Question

A garden hose can fill a swimming pool in 7 days, and a larger hose can fill the pool in 4 days. How long will it take to fill the pool if both hoses are used?

Answer 1

`2 (6)/(11)\; \rm days\;`

2 days 13 hours 5 minutes 27 seconds

Explanation:

First hose:

• If the first hose can fill the pool in 7 days, then it can fill 1/7 of the pool in 1 day.

Second hose:

• If the second hose can fill the pool in 4 days, then it can fill 1/4 of the pool in 1 day.

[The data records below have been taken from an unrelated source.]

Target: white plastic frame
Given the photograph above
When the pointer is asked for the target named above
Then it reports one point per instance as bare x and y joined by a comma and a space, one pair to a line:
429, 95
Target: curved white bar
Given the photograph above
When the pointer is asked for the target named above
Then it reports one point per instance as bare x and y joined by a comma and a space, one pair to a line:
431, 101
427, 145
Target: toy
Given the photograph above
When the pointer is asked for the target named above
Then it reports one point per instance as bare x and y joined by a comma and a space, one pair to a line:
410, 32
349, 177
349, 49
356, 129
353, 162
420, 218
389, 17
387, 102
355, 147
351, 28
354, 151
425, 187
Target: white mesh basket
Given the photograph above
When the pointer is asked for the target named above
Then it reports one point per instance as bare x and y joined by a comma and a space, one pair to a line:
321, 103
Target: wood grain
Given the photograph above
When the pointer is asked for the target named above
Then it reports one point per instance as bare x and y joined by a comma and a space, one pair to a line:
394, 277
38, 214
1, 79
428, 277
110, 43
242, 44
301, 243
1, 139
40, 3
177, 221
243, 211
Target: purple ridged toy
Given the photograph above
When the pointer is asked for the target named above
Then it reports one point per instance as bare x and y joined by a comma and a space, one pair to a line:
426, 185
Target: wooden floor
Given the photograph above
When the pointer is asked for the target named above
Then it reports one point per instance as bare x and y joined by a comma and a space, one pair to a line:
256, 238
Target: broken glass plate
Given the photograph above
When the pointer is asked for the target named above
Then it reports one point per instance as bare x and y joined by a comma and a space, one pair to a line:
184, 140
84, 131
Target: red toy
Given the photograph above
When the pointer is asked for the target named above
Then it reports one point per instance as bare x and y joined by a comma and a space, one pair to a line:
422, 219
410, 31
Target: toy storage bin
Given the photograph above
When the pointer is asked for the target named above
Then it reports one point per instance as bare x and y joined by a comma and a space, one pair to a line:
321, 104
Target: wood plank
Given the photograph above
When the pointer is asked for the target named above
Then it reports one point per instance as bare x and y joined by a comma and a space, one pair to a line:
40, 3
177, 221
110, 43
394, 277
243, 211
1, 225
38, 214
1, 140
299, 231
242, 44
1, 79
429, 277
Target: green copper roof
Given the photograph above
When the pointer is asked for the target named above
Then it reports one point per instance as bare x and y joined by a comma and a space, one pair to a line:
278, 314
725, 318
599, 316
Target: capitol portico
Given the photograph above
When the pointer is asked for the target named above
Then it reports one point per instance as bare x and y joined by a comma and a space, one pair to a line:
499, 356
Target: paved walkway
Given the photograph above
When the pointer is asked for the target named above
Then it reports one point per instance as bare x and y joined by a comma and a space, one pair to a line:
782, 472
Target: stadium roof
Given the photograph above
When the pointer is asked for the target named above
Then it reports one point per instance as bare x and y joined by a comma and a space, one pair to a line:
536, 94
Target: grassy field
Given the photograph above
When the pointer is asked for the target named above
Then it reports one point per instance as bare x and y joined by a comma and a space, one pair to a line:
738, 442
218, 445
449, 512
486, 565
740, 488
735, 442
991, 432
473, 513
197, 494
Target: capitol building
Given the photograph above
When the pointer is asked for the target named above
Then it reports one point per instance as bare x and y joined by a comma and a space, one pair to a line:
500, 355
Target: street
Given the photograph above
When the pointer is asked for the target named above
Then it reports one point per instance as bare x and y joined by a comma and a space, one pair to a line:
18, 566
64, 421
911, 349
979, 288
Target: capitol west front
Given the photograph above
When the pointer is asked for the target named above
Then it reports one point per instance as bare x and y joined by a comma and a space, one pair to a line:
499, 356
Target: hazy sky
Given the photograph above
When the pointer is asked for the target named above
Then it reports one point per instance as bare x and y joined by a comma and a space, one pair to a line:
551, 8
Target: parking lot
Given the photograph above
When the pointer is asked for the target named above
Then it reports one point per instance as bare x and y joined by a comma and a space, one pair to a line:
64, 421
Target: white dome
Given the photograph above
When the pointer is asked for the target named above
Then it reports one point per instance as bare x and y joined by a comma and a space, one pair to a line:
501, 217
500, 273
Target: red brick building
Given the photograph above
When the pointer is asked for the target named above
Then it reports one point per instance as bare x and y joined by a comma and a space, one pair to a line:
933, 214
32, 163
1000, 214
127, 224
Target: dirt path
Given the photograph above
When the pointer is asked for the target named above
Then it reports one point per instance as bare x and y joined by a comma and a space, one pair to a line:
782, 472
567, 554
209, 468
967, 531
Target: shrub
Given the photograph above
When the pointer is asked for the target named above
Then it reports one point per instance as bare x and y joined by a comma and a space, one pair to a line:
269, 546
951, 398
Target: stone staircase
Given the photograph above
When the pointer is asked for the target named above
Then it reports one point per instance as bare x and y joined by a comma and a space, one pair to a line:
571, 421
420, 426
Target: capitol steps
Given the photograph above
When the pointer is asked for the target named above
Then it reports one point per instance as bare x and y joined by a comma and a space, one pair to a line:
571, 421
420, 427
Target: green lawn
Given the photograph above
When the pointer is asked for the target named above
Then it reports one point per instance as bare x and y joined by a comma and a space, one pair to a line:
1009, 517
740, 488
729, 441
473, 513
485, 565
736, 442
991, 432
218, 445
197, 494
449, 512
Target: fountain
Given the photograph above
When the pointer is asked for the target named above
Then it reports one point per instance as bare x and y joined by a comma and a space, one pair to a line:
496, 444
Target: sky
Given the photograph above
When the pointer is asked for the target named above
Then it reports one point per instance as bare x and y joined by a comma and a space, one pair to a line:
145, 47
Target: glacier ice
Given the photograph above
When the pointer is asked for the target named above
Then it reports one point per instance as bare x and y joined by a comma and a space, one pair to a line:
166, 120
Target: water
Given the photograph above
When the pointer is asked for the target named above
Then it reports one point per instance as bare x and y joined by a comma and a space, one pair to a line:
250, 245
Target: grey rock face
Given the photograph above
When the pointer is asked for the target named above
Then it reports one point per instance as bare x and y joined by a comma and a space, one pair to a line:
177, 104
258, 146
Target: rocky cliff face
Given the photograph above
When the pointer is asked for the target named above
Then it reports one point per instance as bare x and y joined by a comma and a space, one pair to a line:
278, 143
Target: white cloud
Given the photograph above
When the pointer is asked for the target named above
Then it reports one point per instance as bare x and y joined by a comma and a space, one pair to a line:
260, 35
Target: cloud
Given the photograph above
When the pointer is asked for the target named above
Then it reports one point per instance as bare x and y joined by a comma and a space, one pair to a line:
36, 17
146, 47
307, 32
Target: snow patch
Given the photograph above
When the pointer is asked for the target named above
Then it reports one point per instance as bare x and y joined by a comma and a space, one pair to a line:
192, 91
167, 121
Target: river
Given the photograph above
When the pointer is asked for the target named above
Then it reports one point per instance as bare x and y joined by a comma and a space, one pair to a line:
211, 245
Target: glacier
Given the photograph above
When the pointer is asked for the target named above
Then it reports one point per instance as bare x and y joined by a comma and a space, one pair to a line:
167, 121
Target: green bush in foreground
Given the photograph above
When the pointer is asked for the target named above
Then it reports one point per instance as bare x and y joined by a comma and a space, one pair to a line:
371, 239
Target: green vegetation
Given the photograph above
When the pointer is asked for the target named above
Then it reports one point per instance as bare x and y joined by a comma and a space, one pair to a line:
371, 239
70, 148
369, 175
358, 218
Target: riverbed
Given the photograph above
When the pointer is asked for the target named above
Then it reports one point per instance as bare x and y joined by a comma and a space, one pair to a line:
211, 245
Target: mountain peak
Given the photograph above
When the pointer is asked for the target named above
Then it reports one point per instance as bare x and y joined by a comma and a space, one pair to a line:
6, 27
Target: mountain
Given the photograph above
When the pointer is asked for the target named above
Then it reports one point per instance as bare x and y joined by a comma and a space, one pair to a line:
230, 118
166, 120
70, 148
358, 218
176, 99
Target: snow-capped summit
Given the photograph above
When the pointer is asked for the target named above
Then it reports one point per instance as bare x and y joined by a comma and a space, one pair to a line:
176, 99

When both hoses are being used to fill the pool, their rates are additive:

`\implies (1)/(7)+(1)/(4)=(4)/(28)+(7)/(28)=(11)/(28)`

Therefore, both hoses can fill 11/28 of the pool in 1 day.

To calculate how long it will take to fill the pool, divide 1 day by the combined rate:

`\implies 1 / (11)/(28)=1 * (28)/(11)= (28)/(11)=2 (6)/(11)\; \rm days\;`

Therefore it takes 2 ⁶/₁₁ days to fill the pool if both hoses are used.

To find the time it takes in days, hours, minutes and seconds:

• 6/11 days as hours is:
  
  `\implies (6)/(11) * 24=13(1)/(11)\; \rm hours`

• 1/11 hours as minutes is:
  
  `\implies (1)/(11) * 60=5(5)/(11)\; \rm minutes`

• 5/11 minutes as seconds is:
  
  `\implies (5)/(11) * 60=27.27\; \rm seconds`

Therefore, it takes:

• 2 days 13 hours 5 minutes 27 seconds to fill the pool if both hoses are used (to the nearest second).